If I asked you when you think AI really got underway, you could point to many of the benchmarks that have occurred within this last 22 years back to IBM’s Deep Blue chess computer and then forward through autonomous vehicles particularly dependent on the AI of image processing. In fact, much before 1994 AI was more of an aspiration than a reality.
- In 1987 Ernst Dickmanns equipped a Mercedes van to drive autonomously at 60 mph but the approach failed to generalize and DARPA cut off its funding.
- In 1979 Hans Berliner built a backgammon program that defeated a champion level player. There was no great public acclaim.
- In 1966 Joseph Weizenbaum created ELIZA, the first chat bot. Reaction in the academic community beyond ‘data science’ was negative and a prominent philosopher of the day, Hubert Dreyfus and researcher James Lighthill published what today might be called hit-pieces that caused the UK government to essentially cut off funding for AI.
These were not luminous times for AI. For many decades if not generations AI was almost an academic dead end failing to attract the volume of gifted researchers needed.
But if you look back before this ‘modern’ period, and back before the worldwide conflicts at the beginning of the 20th century you will find the oldest roots of AI not in post-war America but in about 1914 Spain.
The Oldest AI
The oldest acknowledged AI ‘computer’ is credited to Leonardo Torres y Quevedo (1852-1936). Torres was quite literally the Thomas Edison of Spain, complete with a laboratory in which other luminaries contributed to great inventions, as well as his own list of patents and innovations including calculating machines, dirigibles, electronic remote controls, and a design for a small funicular suspended car, a version of which has been in continuous operation over Niagara Falls since 1916.

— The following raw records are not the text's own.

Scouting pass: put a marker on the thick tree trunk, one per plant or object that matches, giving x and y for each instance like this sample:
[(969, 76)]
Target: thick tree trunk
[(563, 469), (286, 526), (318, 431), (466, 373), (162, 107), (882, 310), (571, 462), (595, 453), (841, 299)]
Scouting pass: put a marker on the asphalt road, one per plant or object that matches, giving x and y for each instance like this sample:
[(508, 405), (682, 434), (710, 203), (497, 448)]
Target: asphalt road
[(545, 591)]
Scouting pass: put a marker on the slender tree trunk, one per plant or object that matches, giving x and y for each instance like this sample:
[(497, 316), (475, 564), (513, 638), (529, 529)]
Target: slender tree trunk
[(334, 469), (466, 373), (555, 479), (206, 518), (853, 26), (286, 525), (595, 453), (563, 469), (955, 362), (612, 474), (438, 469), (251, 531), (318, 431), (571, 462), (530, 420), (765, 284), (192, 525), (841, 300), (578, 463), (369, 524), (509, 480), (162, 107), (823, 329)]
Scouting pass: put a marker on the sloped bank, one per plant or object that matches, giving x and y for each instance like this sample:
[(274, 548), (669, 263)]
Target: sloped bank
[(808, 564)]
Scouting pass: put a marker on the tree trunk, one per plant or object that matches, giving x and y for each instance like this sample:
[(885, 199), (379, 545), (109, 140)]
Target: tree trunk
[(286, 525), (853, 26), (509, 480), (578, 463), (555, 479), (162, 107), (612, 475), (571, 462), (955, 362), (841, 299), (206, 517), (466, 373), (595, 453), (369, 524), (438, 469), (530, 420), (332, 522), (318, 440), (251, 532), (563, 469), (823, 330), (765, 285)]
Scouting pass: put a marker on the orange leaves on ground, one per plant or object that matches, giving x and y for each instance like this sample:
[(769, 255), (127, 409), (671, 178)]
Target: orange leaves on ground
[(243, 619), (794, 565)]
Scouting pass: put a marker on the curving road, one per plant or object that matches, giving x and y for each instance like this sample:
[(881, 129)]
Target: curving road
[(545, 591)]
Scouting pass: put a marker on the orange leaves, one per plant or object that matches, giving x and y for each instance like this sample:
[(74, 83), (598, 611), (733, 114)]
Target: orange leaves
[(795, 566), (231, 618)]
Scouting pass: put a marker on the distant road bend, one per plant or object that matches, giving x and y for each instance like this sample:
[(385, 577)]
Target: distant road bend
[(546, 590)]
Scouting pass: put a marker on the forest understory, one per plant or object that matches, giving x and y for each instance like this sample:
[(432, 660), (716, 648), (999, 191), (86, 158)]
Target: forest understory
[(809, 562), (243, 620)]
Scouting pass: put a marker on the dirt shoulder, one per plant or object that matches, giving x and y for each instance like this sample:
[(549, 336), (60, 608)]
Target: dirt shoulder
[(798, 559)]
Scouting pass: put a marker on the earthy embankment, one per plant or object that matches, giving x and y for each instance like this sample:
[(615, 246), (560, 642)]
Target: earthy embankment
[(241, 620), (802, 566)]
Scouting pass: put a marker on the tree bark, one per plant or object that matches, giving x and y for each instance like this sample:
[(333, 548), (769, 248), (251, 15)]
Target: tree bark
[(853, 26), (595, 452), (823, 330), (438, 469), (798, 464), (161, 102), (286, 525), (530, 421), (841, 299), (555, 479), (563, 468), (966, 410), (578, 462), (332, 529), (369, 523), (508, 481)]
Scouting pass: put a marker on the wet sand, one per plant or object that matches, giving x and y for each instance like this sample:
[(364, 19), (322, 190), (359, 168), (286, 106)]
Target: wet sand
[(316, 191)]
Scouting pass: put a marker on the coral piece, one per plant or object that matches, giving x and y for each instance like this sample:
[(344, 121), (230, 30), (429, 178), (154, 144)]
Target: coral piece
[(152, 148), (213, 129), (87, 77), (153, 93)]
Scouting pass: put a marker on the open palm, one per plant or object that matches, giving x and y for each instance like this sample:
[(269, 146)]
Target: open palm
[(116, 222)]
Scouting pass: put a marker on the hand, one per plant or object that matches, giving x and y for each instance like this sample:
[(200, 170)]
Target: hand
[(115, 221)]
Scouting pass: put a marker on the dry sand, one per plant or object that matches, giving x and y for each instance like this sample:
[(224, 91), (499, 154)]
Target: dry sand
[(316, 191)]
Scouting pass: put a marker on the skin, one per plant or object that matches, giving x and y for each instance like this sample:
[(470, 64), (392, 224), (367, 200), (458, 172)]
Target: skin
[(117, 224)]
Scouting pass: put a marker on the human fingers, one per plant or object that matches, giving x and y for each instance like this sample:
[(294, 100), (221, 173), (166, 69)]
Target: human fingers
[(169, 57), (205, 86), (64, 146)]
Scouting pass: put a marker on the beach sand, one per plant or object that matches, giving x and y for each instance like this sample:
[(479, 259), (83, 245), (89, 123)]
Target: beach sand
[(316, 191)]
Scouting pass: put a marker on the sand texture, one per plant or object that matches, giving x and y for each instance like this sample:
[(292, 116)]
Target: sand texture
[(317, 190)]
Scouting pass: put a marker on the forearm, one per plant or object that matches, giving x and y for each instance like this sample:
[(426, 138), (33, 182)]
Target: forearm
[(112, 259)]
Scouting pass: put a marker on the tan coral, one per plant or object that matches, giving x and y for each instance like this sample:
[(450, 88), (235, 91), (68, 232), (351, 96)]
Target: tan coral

What data science has to thank Torres for is his invention of a chess playing robot (“El Ajedrecista” Spanish for Chessplayer”). Since the word for ‘robot’ did not yet exist, in the language of the day it was an ‘automaton’.
In fairness, his Chessplayer did not play out the entire game but was designed for the end game of King and Rook against King. It didn’t seek to mate in the minimum number of moves and sometimes took more than the regulation maximum 50 moves to succeed, but it did checkmate the opponent 100% of the time.
Is This Really AI?
The tests for what determines artificial intelligence were actually not codified until well after the 1950’s initially by Turing, then by Goertzel and Nilson. All these definitions relied on a program (frequently projected into the corpus of a robot) demonstrating that it could perform the same complex tasks as a human.
Remember that even a decade ago, an AI application might be developed simply by recording the knowledge of many experts into a decision-tree like structure that allowed non-experts to perform at an expert level of decision making for complex tasks like disease diagnosis or the selection of complex devices.
Earlier automatons were essentially digital problems modeled by physical analog devices. Mechanical clocks are an example of this. But Torres’ Chessplayer was in fact modeled on an algorithm that he had worked out himself. Here it is:
It Was Electronic
Torres in his youth studied many fields in engineering including the early and rapidly evolving field of electricity. The Chessplayer introduced in about 1914 (variously dated between 1911 and 1914) was fully automated and operated without human assistance against a human opponent. The 1914 version used electromagnets under the board to sense the location of the pieces and guide a mechanical arm to move its own pieces. The later version about 1920 did away with the mechanical arm and used the electromagnets under the board to move the pieces.
It could play from any starting position of pieces. If the opponent made an illegal move the Chessplayer would display a signal light and refuse to make a move.
Was It Really the First?
The modern reader may be more acquainted with the famous chess playing automaton known as the Mechanical Turk of Baron Wolfgang von Kemplen, 1769. This device consisted of a cabinet roughly 4x2x3 feet mounted with a chessboard and a chess playing mannequin. This device actually obtained quite a reputation on its worldwide tour until it was revealed that a small person occupied the box and was the real chess player.
Curiously, the same fraud was duplicated by Charles Hopper (The Ajeeb, 1868), and Charles Gumpel (The Mephisto, 1878). Obviously word traveled slowly in those days.
So yes, Leonardo Torres, inventor and early data scientist gets the nod for creating the first algorithm driven (and even electronic) artificial intelligence. We stand on his shoulders today.